From Our Readers
Ozone Shield Thank you for your informative article. (January 22, 1989) I have become acquainted with this problem through earlier issues of your magazine and have decided that wherever possible, I will avoid using substances that aggravate this problem, such as aerosols and articles made of foamed plastic.
G. C., Republic of South Africa
Christians today should respect mankind’s common environment. However, it is not always practical or even possible to avoid entirely the use of polluting products. The only long-term solution to the problem of pollution is the management of earth by God’s Kingdom. (Revelation 11:18)—ED.
Kingdom Recordings I thought I should point out an error in your article. (January 8, 1989) One of the musicians quoted therein said that their efforts fell short musically of what could be done by a professional symphony orchestra. I have to disagree. It may not be professional, but it sounds like it—truly a work of art.
R. L., United States
Christmas Awake! raised the question as to whether Christmas is Christian. (December 8, 1988) Some, who are Christians in name only, celebrate it by drinking bouts and revelry, and I agree that in this way Christmas is pagan. But for many, Christmas is celebrated by fraternizing in church with friends. Is this wrong?
E. L. L., Brazil
No doubt many endeavor to celebrate the supposed date of Jesus’ birth in a dignified way. Nevertheless, the article gave clear evidence that (1) Jesus never authorized any such celebration, (2) Jesus’ birth must have taken place in September/October (not December), and (3) many of the customs associated with Christmas are clearly of pagan origin. So the issue confronting those desiring to please God in their worship is, not how such a celebration might be carried on, but whether Christmas in any form has God’s approval.—ED.

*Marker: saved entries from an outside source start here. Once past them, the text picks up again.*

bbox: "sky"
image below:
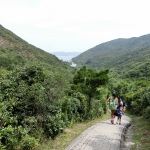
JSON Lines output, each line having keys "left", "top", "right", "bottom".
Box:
{"left": 0, "top": 0, "right": 150, "bottom": 53}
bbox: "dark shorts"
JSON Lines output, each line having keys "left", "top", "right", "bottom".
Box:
{"left": 118, "top": 115, "right": 122, "bottom": 118}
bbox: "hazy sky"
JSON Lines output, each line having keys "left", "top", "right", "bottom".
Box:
{"left": 0, "top": 0, "right": 150, "bottom": 53}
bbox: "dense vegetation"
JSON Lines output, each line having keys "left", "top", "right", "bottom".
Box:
{"left": 0, "top": 65, "right": 109, "bottom": 149}
{"left": 0, "top": 25, "right": 109, "bottom": 149}
{"left": 1, "top": 24, "right": 150, "bottom": 149}
{"left": 72, "top": 33, "right": 150, "bottom": 148}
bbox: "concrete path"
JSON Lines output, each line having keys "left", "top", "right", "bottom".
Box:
{"left": 65, "top": 115, "right": 131, "bottom": 150}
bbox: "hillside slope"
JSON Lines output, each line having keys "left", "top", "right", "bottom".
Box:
{"left": 72, "top": 34, "right": 150, "bottom": 79}
{"left": 0, "top": 24, "right": 74, "bottom": 79}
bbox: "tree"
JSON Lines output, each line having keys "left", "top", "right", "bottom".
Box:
{"left": 71, "top": 66, "right": 109, "bottom": 109}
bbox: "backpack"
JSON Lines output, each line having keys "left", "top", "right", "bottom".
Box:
{"left": 114, "top": 109, "right": 120, "bottom": 116}
{"left": 109, "top": 99, "right": 116, "bottom": 110}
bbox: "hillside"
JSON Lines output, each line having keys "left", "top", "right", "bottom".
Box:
{"left": 0, "top": 24, "right": 111, "bottom": 150}
{"left": 72, "top": 34, "right": 150, "bottom": 79}
{"left": 1, "top": 25, "right": 150, "bottom": 150}
{"left": 0, "top": 24, "right": 75, "bottom": 79}
{"left": 0, "top": 24, "right": 78, "bottom": 149}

Violence Please do not encourage your readers to install deadbolts that require a key to open from the inside. This is potentially life-threatening in case of fire when the occupant cannot reach the key and/or does not have the time to use it before being engulfed in flames or smoke.
R. M., Bureau of Building Inspection, San Francisco, California
R. M.’s comments, in reference to our April 22, 1989, issue, pages 9 and 10, are well-taken. We agree that the danger of being trapped during a fire generally outweighs the danger of violent crime. No doubt this is why locks requiring a key in order to exit a room or a building are prohibited by most building codes in the United States. We also thus erred in showing this type of lock in our photo. Readers are advised that it is safer to obtain a deadbolt lock that can be unlocked from the inside without a key.—ED.
Battered Wives Thank you for that series of articles. (November 22, 1988) As a staff member of a shelter for battered women, I have shared this magazine with the counselor, who is now using these articles in her work with the victims. I especially liked the part “God’s Law and the Christian View.” Many of the victims are concerned about how God views their situation. I have ordered enough copies of this magazine to distribute to all the domestic violence shelters in this state.